Using the for loop to iteratively access row-wise elements in the Pandas Dataframe does not take advantage of the vectorized capabilities that Pandas can achieve (through Numpy).

In [None]:
# Define a function to manually loop over all rows and return a series of distances
def haversine_looping(df):
    distance_list = []
    for i in range(0, len(df)):
        d = haversine(40.671, -73.985, df.iloc[i]['latitude'], df.iloc[i]['longitude'])
        distance_list.append(d)
    return distance_list

In [None]:
%%timeit
# Run the haversine looping function
df['distance'] = haversine_looping(df)

In [None]:
import time
Ns = np.array([10,100,500,1000])
dt = []
for j in Ns:
    ti = time.time()
    distance_list = []
    for i in range(0, j):
        d = haversine(40.671, -73.985, df['latitude'].loc[i], df['longitude'].loc[i])
        distance_list.append(d)
    dt.append(time.time()-ti)
    
dt = np.array(dt)/dt[0]
print(dt)

In [None]:
DF = df.loc[0:j,:].copy()

## 2. Iterrows Haversine

Pandas offers an row-wise iterator that is faster than indexing via a loop.

In [None]:
%%timeit
# Haversine applied on rows via iteration
haversine_series = []
for index, row in df.iterrows():
    haversine_series.append(haversine(40.671, -73.985,\
                                      row['latitude'], row['longitude']))
df['distance'] = haversine_series

## 3. `Apply()` Haversine on rows

In [None]:
%timeit df['distance'] =\
df.apply(lambda row: haversine(40.671, -73.985,\
                               row['latitude'], row['longitude']), axis=1)

In [None]:
import time
Ns = np.array([10,100,500,1000])
dt_aply = []
for j in Ns:
    DF = df.loc[0:j,:].copy()
    ti = time.time()
    DF['distance'] = DF.apply(lambda row: haversine(40.671, -73.985,\
                               row['latitude'], row['longitude']), axis=1)
    dt_aply.append(time.time()-ti)
    
dt_aply = np.array(dt_aply)/dt_aply[0]
print(dt_aply)


## 4. Vectorized implementation of Haversine applied on Pandas series

In [None]:
# Vectorized implementation of Haversine applied on Pandas series
%timeit df['distance'] = haversine(40.671, -73.985,\
                                   df['latitude'], df['longitude'])

## 5. Compute Haversine on rows in `Numpy` instead of `Pandas`

In [None]:
DF = df.iloc[:,[6,7]].values  # Convert Pandas columns into a Numpy array

%timeit [haversine(40.671, -73.985,row[0], row[1]) for row in DF]



## 6. Vectorized implementation of Haversine applied on NumPy arrays

In [None]:
np_lat = df['latitude'].values
np_lon = df['longitude'].values

# Vectorized implementation of Haversine applied on NumPy arrays
%timeit df['distance'] = haversine(40.671, -73.985,\
                         df['latitude'].values, df['longitude'].values)

In [None]:
import time
Ns = np.array([10,100,500,1000])
dtv = []
for j in Ns:
    DF = df.loc[0:j,:].copy()
    ti = time.time()
    DF['distance'] = DF.apply(lambda row: haversine(40.671, -73.985,\
                               row['latitude'], row['longitude']), axis=1)
    DF['distance'] = haversine(40.671, -73.985,\
                         DF['latitude'].values, DF['longitude'].values)
    dtv.append(time.time()-ti)
    
dtv = np.array(dtv)/dtv[0]
print(dtv)

## Cythonize that loop
Future: The fastest python code uses precompiled C code, which is available through the `Cython` module. 

## 6. In-class assignment:  Benchmark and graph haversine methods 1, 3 and 6.

1. Evaluate the haversine functions using N = 10, 100, 500, and 1000 as in the example above.
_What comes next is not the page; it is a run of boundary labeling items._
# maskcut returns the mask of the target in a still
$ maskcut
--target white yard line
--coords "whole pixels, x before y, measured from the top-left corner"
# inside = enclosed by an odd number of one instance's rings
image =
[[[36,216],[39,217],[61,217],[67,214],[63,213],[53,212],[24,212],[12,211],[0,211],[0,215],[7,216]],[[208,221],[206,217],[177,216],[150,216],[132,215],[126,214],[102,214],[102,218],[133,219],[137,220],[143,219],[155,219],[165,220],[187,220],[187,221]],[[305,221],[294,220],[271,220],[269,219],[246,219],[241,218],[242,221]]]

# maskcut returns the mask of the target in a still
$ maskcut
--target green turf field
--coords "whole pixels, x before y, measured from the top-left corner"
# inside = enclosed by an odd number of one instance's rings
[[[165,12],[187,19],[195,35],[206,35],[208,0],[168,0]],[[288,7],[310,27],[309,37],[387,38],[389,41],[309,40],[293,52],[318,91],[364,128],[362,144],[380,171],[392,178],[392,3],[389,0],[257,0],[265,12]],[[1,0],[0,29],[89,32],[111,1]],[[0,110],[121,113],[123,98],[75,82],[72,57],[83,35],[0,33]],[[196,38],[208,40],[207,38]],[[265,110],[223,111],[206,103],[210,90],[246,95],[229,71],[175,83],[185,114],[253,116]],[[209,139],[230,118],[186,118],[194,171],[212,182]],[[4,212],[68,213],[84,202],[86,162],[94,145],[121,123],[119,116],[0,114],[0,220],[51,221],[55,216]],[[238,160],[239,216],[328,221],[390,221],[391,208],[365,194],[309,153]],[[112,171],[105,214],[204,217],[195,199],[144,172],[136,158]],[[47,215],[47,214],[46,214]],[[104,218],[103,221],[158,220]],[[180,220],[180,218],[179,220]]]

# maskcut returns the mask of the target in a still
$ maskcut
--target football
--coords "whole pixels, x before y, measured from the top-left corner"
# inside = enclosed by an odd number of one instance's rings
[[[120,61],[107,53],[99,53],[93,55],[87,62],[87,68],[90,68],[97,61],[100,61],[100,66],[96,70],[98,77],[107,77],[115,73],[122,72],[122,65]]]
Hint: subindex df to pass only N values, instead of the full array (which is 1600).
1. Use the `ti = time.time(); t = time.time()-ti;` code to capture the compute time for graphing.
1. Normalize t as above.
1. Recreate the graph above showing the curves for algorithm performance.
1. Graph the output as a function of N's, as above.

## 7. What to turn in?

* .Png or .jpg image of the benchmark graph with your results from haversine methods 1, 3, and 6 included.